Coq8a−/− Purkinje Cells are Dysfunctional
Histological analysis of the central nervous system (CNS) revealed neither cerebellar atrophy nor gross CNS defects in Coq8a−/− mice throughout their life span. However, Coq8a−/− mice showed a specific defect in the cerebellar Purkinje cell (PC) layer, with the presence of dark shrunken neurons and patches of gaps in calbindin staining, suggesting neuronal degeneration (Figure 1E). Ultrastructural analysis demonstrated that ~10% of Coq8a−/− PCs were dark and shrunken, with dysmorphic nuclei and abnormal membrane structures (Figure 1F). Interestingly, most Coq8a−/− PCs also displayed a dilated and fragmented Golgi apparatus and dilated cisternae of ribosome-rich endoplasmic reticulum (Figures 1F and S1G). Consistent with an important function for COQ8A in PCs, Coq8a mRNA is abundant in the cerebellar PC layer (Figure S1H). Yet, PC mitochondria appear structurally normal (Figure S1G). Coq8a−/− cerebella also showed normal levels of PC-specific molecular markers and lacked apoptotic cells (Figures S1I and S1J), suggesting no massive PC loss, even at advanced stages of the disease.

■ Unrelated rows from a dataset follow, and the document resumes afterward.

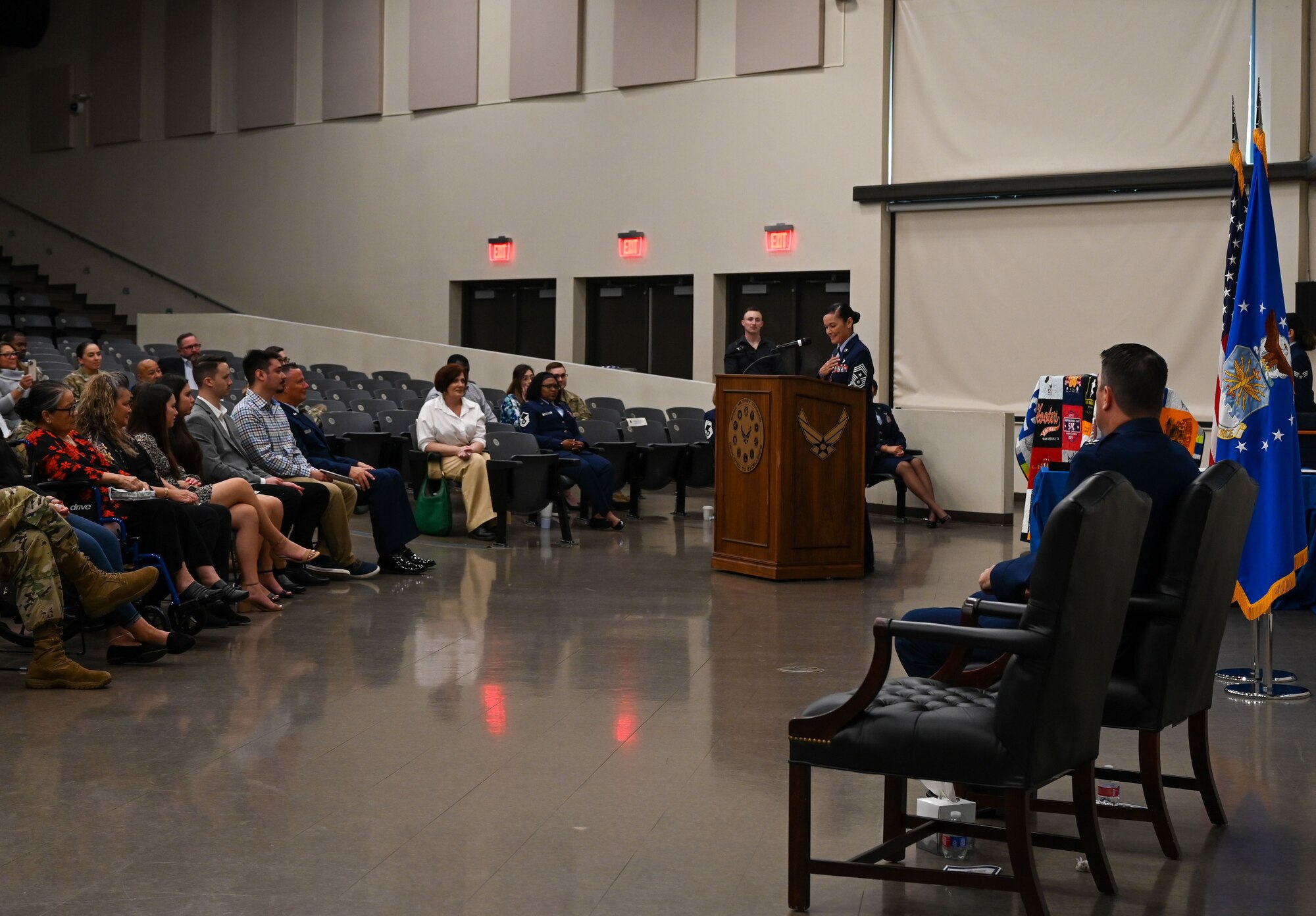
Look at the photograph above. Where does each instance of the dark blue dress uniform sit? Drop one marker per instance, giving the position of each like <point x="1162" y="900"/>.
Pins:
<point x="856" y="372"/>
<point x="742" y="359"/>
<point x="1140" y="451"/>
<point x="392" y="518"/>
<point x="886" y="432"/>
<point x="551" y="424"/>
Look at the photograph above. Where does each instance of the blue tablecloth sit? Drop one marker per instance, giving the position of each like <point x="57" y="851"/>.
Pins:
<point x="1050" y="489"/>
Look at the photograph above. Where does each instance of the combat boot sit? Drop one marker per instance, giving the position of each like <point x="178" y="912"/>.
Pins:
<point x="52" y="668"/>
<point x="102" y="593"/>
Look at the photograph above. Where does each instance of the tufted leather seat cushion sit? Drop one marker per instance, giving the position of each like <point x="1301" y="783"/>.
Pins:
<point x="919" y="728"/>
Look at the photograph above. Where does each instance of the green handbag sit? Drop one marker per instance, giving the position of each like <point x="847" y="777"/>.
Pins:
<point x="435" y="509"/>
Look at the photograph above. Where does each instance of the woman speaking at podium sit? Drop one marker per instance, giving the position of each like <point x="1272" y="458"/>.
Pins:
<point x="852" y="365"/>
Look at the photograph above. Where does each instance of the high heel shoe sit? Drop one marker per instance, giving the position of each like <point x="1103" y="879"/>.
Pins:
<point x="309" y="556"/>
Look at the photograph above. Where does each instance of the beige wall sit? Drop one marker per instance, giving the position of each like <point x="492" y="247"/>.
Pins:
<point x="364" y="224"/>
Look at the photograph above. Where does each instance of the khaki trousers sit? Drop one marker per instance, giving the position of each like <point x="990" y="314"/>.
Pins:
<point x="335" y="532"/>
<point x="476" y="488"/>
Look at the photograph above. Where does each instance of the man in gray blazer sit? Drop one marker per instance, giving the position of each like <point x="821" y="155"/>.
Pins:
<point x="223" y="459"/>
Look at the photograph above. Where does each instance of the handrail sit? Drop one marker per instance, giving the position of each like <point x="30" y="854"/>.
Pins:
<point x="151" y="272"/>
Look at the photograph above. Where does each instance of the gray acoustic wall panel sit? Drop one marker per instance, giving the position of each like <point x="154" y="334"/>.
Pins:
<point x="51" y="124"/>
<point x="116" y="72"/>
<point x="778" y="35"/>
<point x="189" y="68"/>
<point x="353" y="59"/>
<point x="653" y="43"/>
<point x="445" y="55"/>
<point x="547" y="39"/>
<point x="266" y="63"/>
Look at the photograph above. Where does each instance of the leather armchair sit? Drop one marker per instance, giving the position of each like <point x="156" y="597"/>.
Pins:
<point x="1042" y="723"/>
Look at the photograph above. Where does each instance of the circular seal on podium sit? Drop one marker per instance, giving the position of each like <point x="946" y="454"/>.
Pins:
<point x="748" y="435"/>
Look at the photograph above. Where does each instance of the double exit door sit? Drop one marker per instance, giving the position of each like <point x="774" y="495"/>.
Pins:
<point x="511" y="317"/>
<point x="793" y="307"/>
<point x="642" y="323"/>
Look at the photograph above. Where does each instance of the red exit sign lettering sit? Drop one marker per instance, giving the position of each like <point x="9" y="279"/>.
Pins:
<point x="631" y="244"/>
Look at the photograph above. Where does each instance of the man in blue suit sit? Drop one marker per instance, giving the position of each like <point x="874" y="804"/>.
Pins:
<point x="1130" y="394"/>
<point x="381" y="488"/>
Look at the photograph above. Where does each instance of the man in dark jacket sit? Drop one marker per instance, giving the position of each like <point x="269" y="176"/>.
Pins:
<point x="381" y="488"/>
<point x="1130" y="394"/>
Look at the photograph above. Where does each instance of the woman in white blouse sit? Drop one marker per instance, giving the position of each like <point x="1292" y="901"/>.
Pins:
<point x="453" y="427"/>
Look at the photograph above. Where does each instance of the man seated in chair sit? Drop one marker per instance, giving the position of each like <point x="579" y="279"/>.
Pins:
<point x="382" y="489"/>
<point x="1130" y="394"/>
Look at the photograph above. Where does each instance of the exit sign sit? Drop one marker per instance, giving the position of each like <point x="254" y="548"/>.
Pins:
<point x="780" y="239"/>
<point x="631" y="244"/>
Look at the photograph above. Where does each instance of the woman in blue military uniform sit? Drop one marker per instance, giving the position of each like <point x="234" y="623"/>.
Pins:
<point x="553" y="427"/>
<point x="890" y="459"/>
<point x="851" y="365"/>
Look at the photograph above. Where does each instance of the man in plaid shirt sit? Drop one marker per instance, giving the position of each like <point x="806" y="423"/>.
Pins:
<point x="268" y="442"/>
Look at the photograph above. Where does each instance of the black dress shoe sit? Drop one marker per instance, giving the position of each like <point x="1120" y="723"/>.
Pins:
<point x="301" y="576"/>
<point x="289" y="585"/>
<point x="422" y="561"/>
<point x="397" y="567"/>
<point x="139" y="655"/>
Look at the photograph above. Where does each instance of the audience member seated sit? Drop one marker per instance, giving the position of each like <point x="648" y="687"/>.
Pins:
<point x="132" y="640"/>
<point x="574" y="403"/>
<point x="14" y="384"/>
<point x="453" y="426"/>
<point x="1303" y="340"/>
<point x="19" y="342"/>
<point x="1130" y="395"/>
<point x="256" y="519"/>
<point x="185" y="364"/>
<point x="473" y="392"/>
<point x="382" y="489"/>
<point x="59" y="453"/>
<point x="102" y="417"/>
<point x="36" y="548"/>
<point x="148" y="372"/>
<point x="89" y="368"/>
<point x="553" y="427"/>
<point x="911" y="471"/>
<point x="209" y="445"/>
<point x="511" y="410"/>
<point x="266" y="438"/>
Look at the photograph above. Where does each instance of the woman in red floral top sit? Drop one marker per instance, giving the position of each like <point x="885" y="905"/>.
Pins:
<point x="57" y="453"/>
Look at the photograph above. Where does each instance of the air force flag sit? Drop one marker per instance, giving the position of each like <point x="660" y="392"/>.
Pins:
<point x="1257" y="424"/>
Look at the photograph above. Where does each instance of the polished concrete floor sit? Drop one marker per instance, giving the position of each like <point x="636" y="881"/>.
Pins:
<point x="542" y="730"/>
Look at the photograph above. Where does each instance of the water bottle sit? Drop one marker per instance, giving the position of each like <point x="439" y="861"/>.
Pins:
<point x="955" y="846"/>
<point x="1107" y="793"/>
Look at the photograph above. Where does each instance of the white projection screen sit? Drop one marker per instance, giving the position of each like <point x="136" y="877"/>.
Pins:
<point x="986" y="301"/>
<point x="986" y="89"/>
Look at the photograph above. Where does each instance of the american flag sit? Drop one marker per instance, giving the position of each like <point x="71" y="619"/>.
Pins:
<point x="1238" y="218"/>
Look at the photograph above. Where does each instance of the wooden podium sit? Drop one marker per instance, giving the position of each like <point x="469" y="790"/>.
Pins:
<point x="789" y="499"/>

The electrophysiological function of PCs, which normally exhibit regular pacemaking action potentials (Hausser and Clark, 1997), was assessed by measuring spontaneous firing in acute cerebellar slices (Figure 1G). PCs from 3-month-old Coq8a−/− mice exhibited a significant increase in interspike interval (ISI), while the coefficient of variation between adjacent spikes (CV2) was normal (Figure 1G). A distribution analysis demonstrated that a significant proportion of Coq8a−/− PCs have high ISI values (>40) (Figure S1K). Interestingly, 8-month-old Coq8a−/− PCs exhibited a significant increase in CV2, while the ISI was normal (Figure 1G). Thus, Coq8a−/− PCs have altered pacemaker activity, with a progressive phenotype. Together, these results show that specific PC dysfunction underlies the Coq8a−/− ataxia.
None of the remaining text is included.